Por: Marcela Del Río Martínez
Tláloc, quien había nacido con estatus de dios de la Lluvia, lloraba por amor. Los dioses podían seguir el curso de una vida normal, haciendo según sus
pareceres individuales, siempre y cuando no se extralimitaran ni tampoco
buscasen huir de su destino. Quien nacía con la estrella de un dios, provocaba
que su estancia entre los mortales fuese corta, y debían abandonar sus cuerpos
en el cenit de la juventud.
Siempre había reconocido su honorable destino, y se preparaba para ‘El gran
Juego’. Se llevaba a cabo cada veinte años aproximadamente, y en él se ponían a
prueba las fuerzas del Bien y del Mal, dioses contra hombres; los dioses tenían
la encomienda de ser los mejores y ganar para ser premiados con su pasaje hacia
el mundo etéreo, donde tenían que ir cada cierto tiempo antes de volver a
encarnarse en otro cuerpo humano.
Un día soleado, en el tianguis permanente de la zona baja de la ciudadela,
la vio a lo lejos al otro lado de las hileras de puestos; se erguía con
orgullo, demostrando fiera valentía y belleza.

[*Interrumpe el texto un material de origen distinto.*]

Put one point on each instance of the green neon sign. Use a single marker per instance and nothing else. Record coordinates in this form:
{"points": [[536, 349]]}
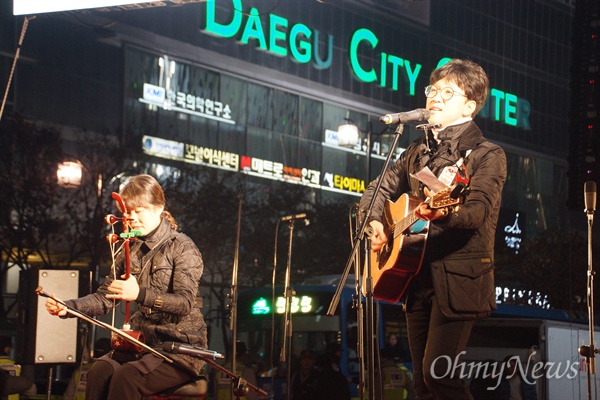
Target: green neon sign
{"points": [[368, 63]]}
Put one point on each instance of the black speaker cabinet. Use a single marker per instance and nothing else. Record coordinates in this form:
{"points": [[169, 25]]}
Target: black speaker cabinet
{"points": [[43, 338]]}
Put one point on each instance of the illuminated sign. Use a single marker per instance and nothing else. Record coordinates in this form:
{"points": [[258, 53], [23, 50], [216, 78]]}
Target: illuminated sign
{"points": [[521, 296], [22, 7], [299, 305], [254, 166], [276, 35], [511, 229], [186, 103]]}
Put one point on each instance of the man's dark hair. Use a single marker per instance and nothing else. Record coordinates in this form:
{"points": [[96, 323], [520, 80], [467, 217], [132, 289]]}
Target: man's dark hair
{"points": [[468, 76]]}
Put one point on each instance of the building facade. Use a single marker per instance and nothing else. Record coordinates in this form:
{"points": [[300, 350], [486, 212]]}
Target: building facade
{"points": [[261, 87]]}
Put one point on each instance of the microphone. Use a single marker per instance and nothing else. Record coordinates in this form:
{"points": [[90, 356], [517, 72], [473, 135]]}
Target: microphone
{"points": [[292, 217], [590, 197], [418, 115], [190, 350], [111, 219]]}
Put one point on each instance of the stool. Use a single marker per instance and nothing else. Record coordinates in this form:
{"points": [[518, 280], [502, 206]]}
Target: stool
{"points": [[196, 388]]}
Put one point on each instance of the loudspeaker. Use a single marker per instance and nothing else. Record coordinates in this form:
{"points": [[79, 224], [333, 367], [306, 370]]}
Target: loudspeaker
{"points": [[44, 338]]}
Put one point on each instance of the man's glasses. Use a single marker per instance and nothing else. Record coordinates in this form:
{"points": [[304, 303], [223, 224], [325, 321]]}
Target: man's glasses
{"points": [[446, 93]]}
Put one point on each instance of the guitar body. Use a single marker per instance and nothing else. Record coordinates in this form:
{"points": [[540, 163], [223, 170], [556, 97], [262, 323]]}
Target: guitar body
{"points": [[399, 261]]}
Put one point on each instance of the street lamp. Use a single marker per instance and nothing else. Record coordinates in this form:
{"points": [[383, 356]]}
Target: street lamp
{"points": [[69, 174]]}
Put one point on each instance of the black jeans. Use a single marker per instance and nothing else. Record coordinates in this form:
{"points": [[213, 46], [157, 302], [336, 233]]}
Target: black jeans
{"points": [[435, 342], [126, 382]]}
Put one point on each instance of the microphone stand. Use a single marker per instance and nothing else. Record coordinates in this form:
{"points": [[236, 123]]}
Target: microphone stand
{"points": [[589, 352], [286, 350], [362, 233], [360, 352], [233, 295]]}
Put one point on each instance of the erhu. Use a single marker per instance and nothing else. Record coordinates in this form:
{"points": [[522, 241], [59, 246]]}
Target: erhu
{"points": [[118, 342]]}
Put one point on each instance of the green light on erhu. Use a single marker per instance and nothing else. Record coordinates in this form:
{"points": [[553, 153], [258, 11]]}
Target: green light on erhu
{"points": [[260, 306]]}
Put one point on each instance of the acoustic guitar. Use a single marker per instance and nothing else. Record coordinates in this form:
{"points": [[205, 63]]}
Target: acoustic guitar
{"points": [[399, 260]]}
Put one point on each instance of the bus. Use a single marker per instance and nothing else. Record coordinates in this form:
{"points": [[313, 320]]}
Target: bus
{"points": [[554, 336]]}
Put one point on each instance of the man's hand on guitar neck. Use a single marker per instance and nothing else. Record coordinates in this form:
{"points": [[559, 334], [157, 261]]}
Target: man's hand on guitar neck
{"points": [[378, 237]]}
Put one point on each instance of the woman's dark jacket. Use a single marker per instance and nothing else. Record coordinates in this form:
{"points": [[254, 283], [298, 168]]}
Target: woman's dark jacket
{"points": [[459, 251], [168, 266]]}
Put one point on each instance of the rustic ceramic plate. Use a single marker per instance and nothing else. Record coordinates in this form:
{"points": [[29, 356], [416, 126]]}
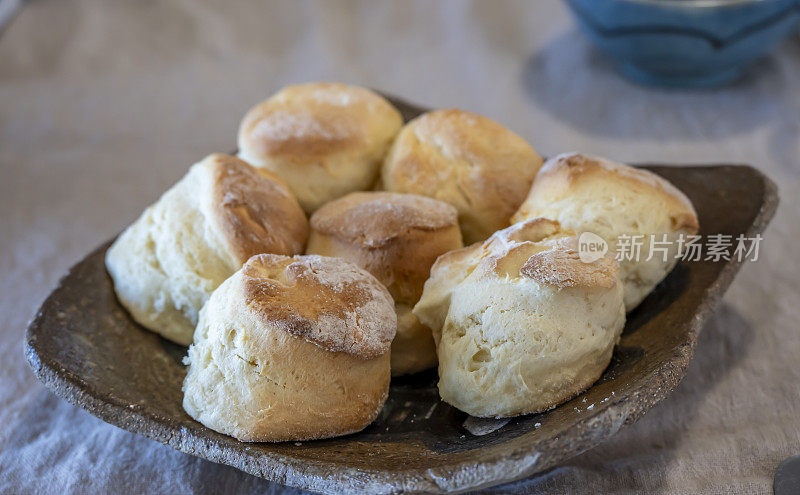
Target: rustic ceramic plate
{"points": [[87, 350]]}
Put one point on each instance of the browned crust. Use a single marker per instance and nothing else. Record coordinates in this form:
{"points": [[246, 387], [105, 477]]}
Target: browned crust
{"points": [[254, 210], [566, 170], [304, 121], [491, 167], [374, 218], [327, 301], [395, 237], [539, 249], [562, 267]]}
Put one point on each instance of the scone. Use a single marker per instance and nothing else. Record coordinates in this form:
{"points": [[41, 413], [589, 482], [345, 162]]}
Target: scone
{"points": [[466, 160], [396, 237], [291, 348], [324, 139], [223, 211], [521, 323], [590, 194]]}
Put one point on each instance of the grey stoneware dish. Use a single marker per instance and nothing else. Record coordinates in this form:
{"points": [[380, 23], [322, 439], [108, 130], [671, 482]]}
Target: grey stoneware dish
{"points": [[85, 348]]}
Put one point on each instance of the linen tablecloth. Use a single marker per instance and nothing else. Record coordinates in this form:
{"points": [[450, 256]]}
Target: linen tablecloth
{"points": [[104, 104]]}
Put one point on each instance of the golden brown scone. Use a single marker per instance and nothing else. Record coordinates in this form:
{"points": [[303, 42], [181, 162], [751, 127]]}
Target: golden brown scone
{"points": [[291, 348], [396, 237], [167, 263], [590, 194], [521, 323], [466, 160], [324, 139]]}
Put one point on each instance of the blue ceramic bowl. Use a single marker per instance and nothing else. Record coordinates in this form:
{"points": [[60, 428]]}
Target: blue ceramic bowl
{"points": [[686, 43]]}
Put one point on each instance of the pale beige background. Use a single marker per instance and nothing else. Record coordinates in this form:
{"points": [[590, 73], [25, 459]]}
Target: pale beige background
{"points": [[104, 104]]}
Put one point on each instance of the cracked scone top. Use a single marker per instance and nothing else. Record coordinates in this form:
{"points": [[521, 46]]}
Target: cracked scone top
{"points": [[324, 139], [199, 232], [291, 348], [469, 161], [521, 323], [396, 237], [591, 194]]}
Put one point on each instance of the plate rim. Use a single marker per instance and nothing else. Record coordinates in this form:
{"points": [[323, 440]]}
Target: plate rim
{"points": [[326, 476]]}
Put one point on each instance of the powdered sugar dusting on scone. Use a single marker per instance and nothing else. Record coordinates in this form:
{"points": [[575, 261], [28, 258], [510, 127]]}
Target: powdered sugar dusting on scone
{"points": [[326, 301]]}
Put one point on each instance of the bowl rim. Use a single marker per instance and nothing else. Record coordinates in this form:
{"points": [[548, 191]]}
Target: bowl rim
{"points": [[689, 4]]}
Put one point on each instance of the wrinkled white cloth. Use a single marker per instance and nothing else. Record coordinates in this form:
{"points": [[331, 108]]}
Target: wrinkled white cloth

Beuribe era su nombre, la mayor parte del tiempo era custodiada por una
comitiva de hombres y mujeres con estatus de dioses cautivos, todos ellos extranjeros.
¡Jamás encontraría una mujer así por esas tierras!
Tláloc la buscaba con frecuencia, sabiendo que poco tiempo quedaba para su
propia partida y aún menos para la de ella. Las fiestas de la fertilidad en
todos lados se celebran antes que las demás festividades. Y sin embargo, ella se
mostraba tosca con él y le rehuía, llegando a rechazarlo para burla de sus compañeros
también extranjeros. Después de todo, no hablaban siquiera la misma lengua.
Tláloc pasaba días llorando ríos, se decía por ahí. Él sólo quería pasar sus
últimos días junto con ella, quien a pesar de no ser un astro solar, iluminaba
sus días con semejante intensidad. Poco a poco, ella se apiadó de él,
concediéndole unos pocos momentos de sus días. Se entendían a gestos, y se
sonreían mucho, pero ella no permitía que se le acercara demasiado.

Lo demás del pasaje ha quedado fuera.